According to this article, the Harrison Public Library is cold and heartless.
They charged the daughter of a recently deceased woman the $0.50 fine upon the (late) return of the book her mother had checked out at the time of her death.
The appropriate higher-ups are included in the article as saying that they have no comment.
I'm not really concerned about who's in the right or who's in the wrong in the situation. I mean, I have opinions, but that's not the point of the post.
If you're a library in a similar situation and a reporter comes knocking at your door to talk about this situation, you need to deal with it. You need to take responsibility for what happened and you need to make the readers of that newspaper see you as sympathetic people who made a mistake.

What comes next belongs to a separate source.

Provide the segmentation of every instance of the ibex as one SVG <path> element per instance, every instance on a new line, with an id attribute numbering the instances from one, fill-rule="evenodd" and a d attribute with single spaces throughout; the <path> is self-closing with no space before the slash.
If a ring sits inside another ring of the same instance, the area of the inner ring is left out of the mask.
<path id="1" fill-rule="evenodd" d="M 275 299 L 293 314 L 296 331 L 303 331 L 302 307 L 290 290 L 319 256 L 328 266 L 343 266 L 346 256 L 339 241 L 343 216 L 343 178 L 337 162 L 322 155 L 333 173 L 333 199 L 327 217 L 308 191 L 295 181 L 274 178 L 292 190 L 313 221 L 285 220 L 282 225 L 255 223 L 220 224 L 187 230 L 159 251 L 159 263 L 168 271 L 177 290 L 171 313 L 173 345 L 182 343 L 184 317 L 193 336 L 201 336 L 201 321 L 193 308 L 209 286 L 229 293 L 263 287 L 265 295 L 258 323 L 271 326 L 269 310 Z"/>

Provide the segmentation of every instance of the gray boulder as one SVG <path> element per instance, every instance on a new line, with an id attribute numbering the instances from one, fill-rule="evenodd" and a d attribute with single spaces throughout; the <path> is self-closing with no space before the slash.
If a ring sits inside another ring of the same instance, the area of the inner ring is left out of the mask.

You need to have already contacted the person who feels wronged and expressed how sorry you are. You need to know what she needs from you to feel better and you need to do it. You need to back up those words of remorse with actions.
When the newspaper contacts you, you need to have the person in charge of spinning your message seem contrite for being unresponsive to the woman's needs. You need to have disciplined the person who upset the woman. You need to express how sorry you are at what happened.
You need not only to care, but you also need the people reading the article to believe that you care.
People who have never been to the Harris Public Library--people who don't have a picture of the library--now think that the staff there is rude and unfeeling. It doesn't matter how true the story is or isn't. The reporter has already painted them as a library with a cold, uncaring, unsympathetic staff.
And that message is a powerful motivation not to visit the Harrison Public Library. It doesn't matter how much information they have or how many services. It doesn't matter what kind of programs they put on or if their catalog is shiny. Because they didn't handle this crisis very well, they will lose users.